Viju TV1000 Russkoe Viju TV1000 Русское
- Broadcast area: Russia, CIS states

Programming
- Language: Russian
- Picture format: 16:9 576i SDTV 1080i HDTV

Ownership
- Owner: Viju Russia (National Media Group)

History
- Launched: October 1, 2005
- Former names: TV1000 Russkoe Kino (2005—2023)

Links
- Website: Official site

= Viju TV1000 Russkoe =

Russian movie channel

Viju TV1000 Russkoe is a television channel broadcasting Russian language movies owned by Viju Russia. The channel is available in Russia and Commonwealth of Independent States.

The channel launched on October 1, 2005, in the Baltics, Russia, Ukraine, and other CIS states, broadcasting from both the Viasat platform in the Baltics and cable systems in the region.
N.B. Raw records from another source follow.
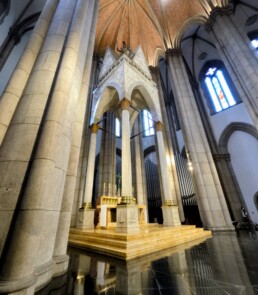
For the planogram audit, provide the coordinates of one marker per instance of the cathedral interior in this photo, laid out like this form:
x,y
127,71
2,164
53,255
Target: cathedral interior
x,y
128,147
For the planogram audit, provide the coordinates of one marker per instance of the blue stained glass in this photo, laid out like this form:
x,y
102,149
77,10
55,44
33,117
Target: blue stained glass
x,y
213,94
226,89
118,129
219,91
255,42
148,123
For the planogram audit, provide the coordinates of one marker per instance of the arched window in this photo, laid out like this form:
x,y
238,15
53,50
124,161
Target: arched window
x,y
255,43
118,128
148,125
218,87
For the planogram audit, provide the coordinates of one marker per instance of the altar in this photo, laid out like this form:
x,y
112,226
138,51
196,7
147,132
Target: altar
x,y
106,210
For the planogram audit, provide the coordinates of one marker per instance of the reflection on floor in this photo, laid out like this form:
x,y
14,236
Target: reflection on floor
x,y
223,264
150,238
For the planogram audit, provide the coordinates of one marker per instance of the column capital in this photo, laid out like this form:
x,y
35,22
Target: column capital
x,y
154,69
173,52
94,128
221,157
216,11
125,104
159,126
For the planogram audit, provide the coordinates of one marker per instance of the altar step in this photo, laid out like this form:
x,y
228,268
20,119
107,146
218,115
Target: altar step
x,y
150,239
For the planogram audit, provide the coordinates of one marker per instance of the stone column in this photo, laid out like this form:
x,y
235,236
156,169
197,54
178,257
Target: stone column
x,y
127,212
139,171
85,218
107,168
126,151
230,184
236,50
21,74
19,143
81,87
170,208
37,219
84,149
211,201
169,137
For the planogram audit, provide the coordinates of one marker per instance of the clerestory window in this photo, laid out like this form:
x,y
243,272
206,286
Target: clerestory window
x,y
118,128
148,124
220,91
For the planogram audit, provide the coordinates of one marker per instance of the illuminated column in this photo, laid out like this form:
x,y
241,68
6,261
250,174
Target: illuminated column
x,y
126,153
236,52
211,201
21,74
85,218
80,88
127,211
169,209
171,143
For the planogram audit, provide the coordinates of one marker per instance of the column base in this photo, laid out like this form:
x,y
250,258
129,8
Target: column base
x,y
171,216
127,220
24,286
61,265
85,219
44,274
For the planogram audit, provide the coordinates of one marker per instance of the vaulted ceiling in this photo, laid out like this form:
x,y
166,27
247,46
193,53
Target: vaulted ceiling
x,y
156,25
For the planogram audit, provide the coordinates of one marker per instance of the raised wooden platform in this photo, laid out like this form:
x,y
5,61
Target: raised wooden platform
x,y
151,238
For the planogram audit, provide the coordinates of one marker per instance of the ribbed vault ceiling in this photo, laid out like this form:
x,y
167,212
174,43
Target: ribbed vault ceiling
x,y
153,24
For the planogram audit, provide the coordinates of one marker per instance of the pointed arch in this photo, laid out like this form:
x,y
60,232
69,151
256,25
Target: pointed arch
x,y
227,132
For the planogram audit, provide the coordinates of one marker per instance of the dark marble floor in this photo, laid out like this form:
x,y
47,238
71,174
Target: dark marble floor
x,y
223,264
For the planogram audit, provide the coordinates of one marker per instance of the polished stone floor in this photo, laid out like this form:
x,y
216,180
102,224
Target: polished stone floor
x,y
223,264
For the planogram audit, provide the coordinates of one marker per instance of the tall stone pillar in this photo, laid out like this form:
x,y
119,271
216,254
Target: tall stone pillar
x,y
22,137
211,201
170,141
126,151
84,149
107,168
170,208
37,219
21,74
81,85
236,50
139,175
85,218
127,211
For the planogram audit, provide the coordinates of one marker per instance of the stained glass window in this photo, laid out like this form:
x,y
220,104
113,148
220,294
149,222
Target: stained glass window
x,y
219,91
148,123
118,128
255,42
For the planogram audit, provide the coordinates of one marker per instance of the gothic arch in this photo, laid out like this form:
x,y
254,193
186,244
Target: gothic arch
x,y
198,19
148,97
108,98
149,150
227,132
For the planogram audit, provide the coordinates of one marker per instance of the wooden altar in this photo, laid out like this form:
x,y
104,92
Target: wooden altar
x,y
106,212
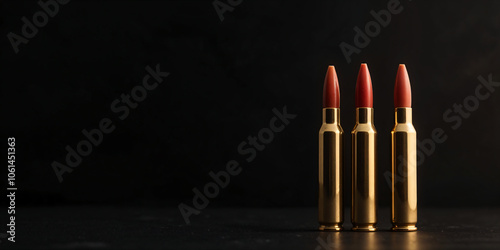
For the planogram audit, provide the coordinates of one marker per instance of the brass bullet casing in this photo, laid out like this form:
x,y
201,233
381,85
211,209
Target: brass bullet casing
x,y
404,172
364,169
330,202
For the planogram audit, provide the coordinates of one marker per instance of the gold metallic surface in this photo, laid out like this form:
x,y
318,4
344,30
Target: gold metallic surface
x,y
330,202
404,172
364,169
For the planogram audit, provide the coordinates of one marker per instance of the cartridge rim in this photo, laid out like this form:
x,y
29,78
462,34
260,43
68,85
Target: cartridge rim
x,y
331,227
404,228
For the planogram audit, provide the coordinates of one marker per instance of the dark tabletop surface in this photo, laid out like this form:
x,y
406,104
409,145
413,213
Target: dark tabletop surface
x,y
243,228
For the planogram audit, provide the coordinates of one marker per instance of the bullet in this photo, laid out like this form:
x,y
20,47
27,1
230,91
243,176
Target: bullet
x,y
364,149
404,157
330,200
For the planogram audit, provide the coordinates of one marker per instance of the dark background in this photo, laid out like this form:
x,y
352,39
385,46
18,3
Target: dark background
x,y
225,79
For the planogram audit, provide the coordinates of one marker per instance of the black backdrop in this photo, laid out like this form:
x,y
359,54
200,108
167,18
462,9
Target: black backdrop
x,y
225,79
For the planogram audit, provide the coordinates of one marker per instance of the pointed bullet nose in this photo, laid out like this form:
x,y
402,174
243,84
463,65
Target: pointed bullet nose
x,y
364,92
402,88
331,92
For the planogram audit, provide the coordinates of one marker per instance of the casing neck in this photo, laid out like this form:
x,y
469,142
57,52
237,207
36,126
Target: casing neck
x,y
403,115
331,115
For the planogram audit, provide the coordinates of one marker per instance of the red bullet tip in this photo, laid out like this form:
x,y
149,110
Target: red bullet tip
x,y
402,88
331,92
364,92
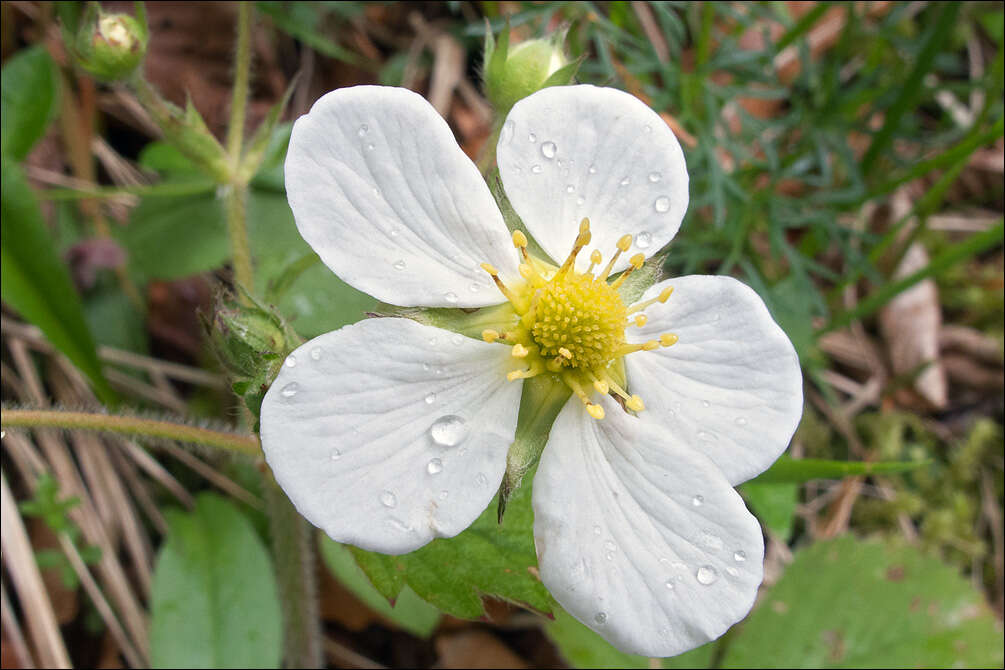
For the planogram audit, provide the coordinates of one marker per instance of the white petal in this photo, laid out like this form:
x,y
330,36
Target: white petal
x,y
640,537
571,152
731,388
385,196
388,433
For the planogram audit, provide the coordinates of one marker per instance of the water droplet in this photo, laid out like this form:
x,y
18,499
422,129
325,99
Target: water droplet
x,y
448,431
507,134
707,576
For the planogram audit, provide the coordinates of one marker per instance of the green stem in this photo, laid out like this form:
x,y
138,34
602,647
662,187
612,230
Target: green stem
x,y
294,571
132,426
242,68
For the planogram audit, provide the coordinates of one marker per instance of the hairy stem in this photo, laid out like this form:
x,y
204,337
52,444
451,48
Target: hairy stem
x,y
133,426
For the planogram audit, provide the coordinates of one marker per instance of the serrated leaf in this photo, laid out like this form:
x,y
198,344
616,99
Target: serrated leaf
x,y
409,611
849,603
28,98
36,283
790,470
215,603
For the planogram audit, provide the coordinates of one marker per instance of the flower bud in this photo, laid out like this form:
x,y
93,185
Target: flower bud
x,y
111,46
513,73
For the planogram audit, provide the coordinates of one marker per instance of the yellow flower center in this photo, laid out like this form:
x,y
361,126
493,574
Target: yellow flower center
x,y
572,324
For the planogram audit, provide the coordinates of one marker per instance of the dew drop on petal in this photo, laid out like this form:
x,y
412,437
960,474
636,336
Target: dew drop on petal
x,y
507,134
707,576
448,431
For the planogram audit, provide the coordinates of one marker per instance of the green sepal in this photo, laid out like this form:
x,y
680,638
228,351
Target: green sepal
x,y
542,400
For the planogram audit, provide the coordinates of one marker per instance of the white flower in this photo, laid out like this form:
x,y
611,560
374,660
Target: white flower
x,y
389,433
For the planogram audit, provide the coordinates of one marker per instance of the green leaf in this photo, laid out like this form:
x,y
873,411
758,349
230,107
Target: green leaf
x,y
28,100
774,505
849,603
409,611
488,559
790,470
35,281
214,597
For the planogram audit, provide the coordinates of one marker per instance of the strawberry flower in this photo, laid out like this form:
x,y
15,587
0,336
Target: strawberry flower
x,y
391,432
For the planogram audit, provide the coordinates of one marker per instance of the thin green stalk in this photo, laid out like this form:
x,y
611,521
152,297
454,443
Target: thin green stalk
x,y
292,554
132,426
958,252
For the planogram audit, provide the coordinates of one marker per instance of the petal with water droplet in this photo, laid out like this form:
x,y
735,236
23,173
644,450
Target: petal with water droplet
x,y
622,474
367,397
600,135
421,235
743,361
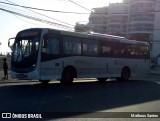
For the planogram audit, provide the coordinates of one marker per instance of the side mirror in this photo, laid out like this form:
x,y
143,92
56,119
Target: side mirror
x,y
11,42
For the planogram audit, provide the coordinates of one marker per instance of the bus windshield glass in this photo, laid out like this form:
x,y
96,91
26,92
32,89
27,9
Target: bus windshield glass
x,y
25,51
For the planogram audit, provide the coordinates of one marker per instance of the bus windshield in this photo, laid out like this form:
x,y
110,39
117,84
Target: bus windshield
x,y
25,51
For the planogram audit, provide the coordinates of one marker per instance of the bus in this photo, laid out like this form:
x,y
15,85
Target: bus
x,y
46,54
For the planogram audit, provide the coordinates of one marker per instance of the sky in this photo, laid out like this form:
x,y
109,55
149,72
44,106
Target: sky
x,y
11,24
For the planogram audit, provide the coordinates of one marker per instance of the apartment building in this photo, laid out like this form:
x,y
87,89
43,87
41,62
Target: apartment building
x,y
134,19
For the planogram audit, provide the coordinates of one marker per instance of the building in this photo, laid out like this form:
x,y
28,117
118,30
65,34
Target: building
x,y
134,19
98,19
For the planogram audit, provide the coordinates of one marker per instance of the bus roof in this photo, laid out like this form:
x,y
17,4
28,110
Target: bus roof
x,y
91,35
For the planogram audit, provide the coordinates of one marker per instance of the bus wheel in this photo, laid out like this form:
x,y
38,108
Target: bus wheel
x,y
67,76
125,74
44,81
102,79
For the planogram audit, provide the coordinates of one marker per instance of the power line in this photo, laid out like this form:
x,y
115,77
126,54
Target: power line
x,y
42,9
34,18
80,5
44,15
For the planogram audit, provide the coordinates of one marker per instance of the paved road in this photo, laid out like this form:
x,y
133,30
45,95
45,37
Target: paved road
x,y
86,97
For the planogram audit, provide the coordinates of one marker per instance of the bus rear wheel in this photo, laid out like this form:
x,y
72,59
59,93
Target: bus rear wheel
x,y
125,74
67,76
102,79
44,81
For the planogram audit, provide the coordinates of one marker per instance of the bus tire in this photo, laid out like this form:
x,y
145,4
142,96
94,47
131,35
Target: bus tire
x,y
125,74
67,76
44,81
102,79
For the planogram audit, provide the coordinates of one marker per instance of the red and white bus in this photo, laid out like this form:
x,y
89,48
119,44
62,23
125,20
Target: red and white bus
x,y
47,54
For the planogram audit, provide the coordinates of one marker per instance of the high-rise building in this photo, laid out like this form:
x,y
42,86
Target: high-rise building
x,y
134,19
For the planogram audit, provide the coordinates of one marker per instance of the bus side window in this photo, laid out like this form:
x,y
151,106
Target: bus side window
x,y
90,47
71,45
51,45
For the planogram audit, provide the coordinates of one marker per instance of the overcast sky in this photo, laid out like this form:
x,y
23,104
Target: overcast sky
x,y
10,23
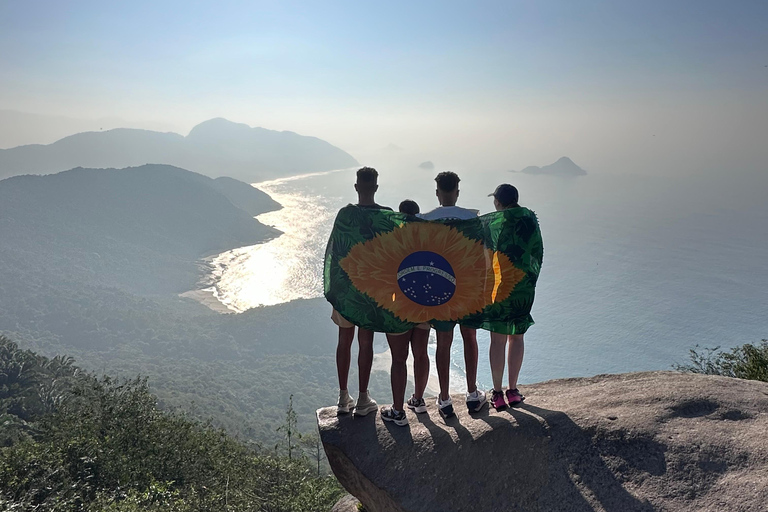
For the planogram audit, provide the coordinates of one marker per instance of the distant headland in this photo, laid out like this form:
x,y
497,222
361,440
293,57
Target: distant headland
x,y
563,167
215,148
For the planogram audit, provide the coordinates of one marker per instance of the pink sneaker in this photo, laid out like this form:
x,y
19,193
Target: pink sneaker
x,y
514,397
497,401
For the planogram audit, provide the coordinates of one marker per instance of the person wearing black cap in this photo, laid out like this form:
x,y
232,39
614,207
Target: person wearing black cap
x,y
505,196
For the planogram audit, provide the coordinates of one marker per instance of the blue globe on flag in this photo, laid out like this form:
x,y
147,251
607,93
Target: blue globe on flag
x,y
426,278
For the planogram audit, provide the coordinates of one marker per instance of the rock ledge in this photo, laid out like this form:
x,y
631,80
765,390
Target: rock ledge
x,y
641,441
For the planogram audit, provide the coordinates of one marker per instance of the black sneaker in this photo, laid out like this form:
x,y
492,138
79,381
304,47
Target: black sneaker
x,y
389,413
445,408
417,405
476,400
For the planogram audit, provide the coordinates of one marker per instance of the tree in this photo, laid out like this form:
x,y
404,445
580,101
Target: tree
x,y
289,428
744,362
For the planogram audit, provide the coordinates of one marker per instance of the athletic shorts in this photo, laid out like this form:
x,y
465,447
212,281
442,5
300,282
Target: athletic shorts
x,y
443,326
340,320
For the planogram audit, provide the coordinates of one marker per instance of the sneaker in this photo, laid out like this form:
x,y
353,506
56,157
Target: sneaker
x,y
365,405
497,400
417,405
445,408
388,413
476,400
345,403
514,397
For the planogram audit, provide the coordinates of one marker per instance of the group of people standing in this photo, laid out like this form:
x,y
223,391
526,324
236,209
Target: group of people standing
x,y
504,349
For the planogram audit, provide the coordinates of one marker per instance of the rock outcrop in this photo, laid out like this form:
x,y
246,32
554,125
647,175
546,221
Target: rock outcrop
x,y
630,442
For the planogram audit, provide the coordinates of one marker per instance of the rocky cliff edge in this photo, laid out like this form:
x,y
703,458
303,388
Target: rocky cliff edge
x,y
630,442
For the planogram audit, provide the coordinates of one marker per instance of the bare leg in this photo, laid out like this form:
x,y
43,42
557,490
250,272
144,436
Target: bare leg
x,y
364,357
443,361
344,355
419,340
470,356
516,349
398,346
497,353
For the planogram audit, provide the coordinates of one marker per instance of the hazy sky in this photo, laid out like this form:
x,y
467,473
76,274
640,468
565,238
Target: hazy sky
x,y
615,85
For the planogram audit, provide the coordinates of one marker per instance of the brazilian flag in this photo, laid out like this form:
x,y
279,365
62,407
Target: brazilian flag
x,y
387,271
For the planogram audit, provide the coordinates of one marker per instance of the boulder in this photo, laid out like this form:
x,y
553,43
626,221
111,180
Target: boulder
x,y
631,442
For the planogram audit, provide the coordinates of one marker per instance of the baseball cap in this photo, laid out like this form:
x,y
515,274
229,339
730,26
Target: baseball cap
x,y
505,194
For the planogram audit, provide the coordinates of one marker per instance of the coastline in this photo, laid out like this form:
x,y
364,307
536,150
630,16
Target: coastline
x,y
209,298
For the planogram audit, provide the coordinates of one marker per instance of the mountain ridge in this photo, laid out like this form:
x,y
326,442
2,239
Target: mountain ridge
x,y
216,147
564,166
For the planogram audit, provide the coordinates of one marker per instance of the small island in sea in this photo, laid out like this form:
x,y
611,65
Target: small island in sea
x,y
428,165
563,167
It was the fifth pay channel from Viasat in the region after TV1000 East, Viasat Explorer, Viasat History and Viasat Sport.

In the autumn of 2008, the channel was added to the "Russian Mega Pack" on the DISH Network in the United States. As of 2018, it is no longer available on Dish.

In 2009 the channel became available through Time Warner Cable (Now Spectrum) in the New York City Region, and the Southern California area, including Los Angeles. It subsequently launched on Xfinity cable in 2012.

On February 28, 2022, the channel stopped operating in the Baltic States and was replaced by TV1000 World Kino, it was the decision of TV3 Group, after the beginning of the Russian invasion of Ukraine.

In March 2023, TV1000 Russkoe Kino rebranded as Viju TV1000 Russkoe.